KLIKPOSITIF – Anak-anak dan remaja membutuhkan waktu tidur setidaknya sembilan jam setiap malam untuk mendukung pertumbuhan, perkembangan, serta kesehatan fisik dan mental. Kurangnya waktu tidur atau gangguan tidur dapat berdampak negatif terhadap prestasi belajar, aktivitas sehari-hari, hingga hubungan sosial anak.
Para ahli kesehatan menyebutkan bahwa kurang tidur dapat meningkatkan risiko kecelakaan dan cedera, memicu gangguan perilaku, perilaku impulsif, perubahan suasana hati, serta menurunkan kemampuan mengingat, berkonsentrasi, dan belajar. Selain itu, anak yang kurang tidur juga berisiko mengalami penurunan performa, waktu reaksi yang lebih lambat, dan kecenderungan makan berlebihan.
Orang tua diminta mewaspadai berbagai tanda gangguan tidur pada anak. Beberapa gejala yang perlu mendapat perhatian antara lain kebiasaan mendengkur, henti napas saat tidur, sulit memulai tidur, sering terbangun di malam hari, mengantuk berlebihan pada siang hari, penurunan prestasi tanpa sebab yang jelas, berjalan saat tidur, mimpi buruk, menggemeretakkan gigi, mengompol, tidur gelisah, hingga sulit bangun di pagi hari.

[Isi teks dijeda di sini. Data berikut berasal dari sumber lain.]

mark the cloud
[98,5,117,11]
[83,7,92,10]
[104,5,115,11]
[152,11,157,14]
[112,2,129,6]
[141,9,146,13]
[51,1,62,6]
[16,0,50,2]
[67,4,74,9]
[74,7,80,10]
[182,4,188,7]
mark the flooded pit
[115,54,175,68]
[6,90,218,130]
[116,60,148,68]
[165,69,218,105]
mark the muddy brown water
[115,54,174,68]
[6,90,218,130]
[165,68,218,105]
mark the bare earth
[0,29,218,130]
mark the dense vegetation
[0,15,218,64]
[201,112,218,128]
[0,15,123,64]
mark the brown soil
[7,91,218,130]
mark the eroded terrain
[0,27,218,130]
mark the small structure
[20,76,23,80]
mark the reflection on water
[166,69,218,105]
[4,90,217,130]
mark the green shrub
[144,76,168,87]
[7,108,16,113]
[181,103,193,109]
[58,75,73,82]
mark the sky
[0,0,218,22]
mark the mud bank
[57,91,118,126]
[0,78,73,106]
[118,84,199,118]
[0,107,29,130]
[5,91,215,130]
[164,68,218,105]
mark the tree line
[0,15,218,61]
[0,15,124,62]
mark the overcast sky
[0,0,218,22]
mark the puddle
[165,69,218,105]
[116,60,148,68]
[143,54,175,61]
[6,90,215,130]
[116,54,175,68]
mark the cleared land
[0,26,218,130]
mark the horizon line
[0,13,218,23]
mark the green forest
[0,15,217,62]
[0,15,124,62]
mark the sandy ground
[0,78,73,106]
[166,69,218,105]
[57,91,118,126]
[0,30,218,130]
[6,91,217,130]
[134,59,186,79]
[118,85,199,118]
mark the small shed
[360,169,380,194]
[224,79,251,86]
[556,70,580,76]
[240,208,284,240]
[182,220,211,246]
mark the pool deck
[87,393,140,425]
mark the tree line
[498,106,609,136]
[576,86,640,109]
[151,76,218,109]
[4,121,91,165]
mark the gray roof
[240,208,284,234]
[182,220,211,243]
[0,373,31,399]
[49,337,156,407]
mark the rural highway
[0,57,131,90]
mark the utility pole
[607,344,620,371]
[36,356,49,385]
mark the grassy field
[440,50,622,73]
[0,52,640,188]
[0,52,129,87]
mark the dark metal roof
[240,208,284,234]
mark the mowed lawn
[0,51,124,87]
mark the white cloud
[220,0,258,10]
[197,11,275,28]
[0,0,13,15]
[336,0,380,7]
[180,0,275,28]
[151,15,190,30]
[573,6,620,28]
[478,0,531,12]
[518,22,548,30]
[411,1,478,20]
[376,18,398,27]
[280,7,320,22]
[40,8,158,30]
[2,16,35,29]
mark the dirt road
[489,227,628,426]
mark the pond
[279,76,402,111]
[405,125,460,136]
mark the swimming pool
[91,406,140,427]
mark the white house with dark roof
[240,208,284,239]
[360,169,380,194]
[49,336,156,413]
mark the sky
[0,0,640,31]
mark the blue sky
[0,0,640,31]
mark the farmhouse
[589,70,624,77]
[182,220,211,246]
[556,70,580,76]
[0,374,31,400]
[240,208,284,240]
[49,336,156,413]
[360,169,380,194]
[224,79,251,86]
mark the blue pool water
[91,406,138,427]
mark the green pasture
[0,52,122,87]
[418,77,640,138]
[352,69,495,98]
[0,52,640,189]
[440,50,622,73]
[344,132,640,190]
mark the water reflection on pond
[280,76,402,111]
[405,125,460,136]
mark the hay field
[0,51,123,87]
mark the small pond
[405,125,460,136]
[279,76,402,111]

Untuk membantu meningkatkan kualitas tidur anak, para tenaga kesehatan menyarankan orang tua menerapkan jadwal tidur yang teratur setiap hari, termasuk pada akhir pekan. Waktu bangun tidur sebaiknya tidak berbeda lebih dari satu hingga satu setengah jam dari hari biasa.
Selain itu, orang tua dianjurkan menciptakan rutinitas menjelang tidur yang menenangkan, seperti memandikan anak dengan air hangat atau membacakan cerita. Konsumsi makanan dan minuman berkafein sebaiknya dihindari setidaknya enam jam sebelum waktu tidur.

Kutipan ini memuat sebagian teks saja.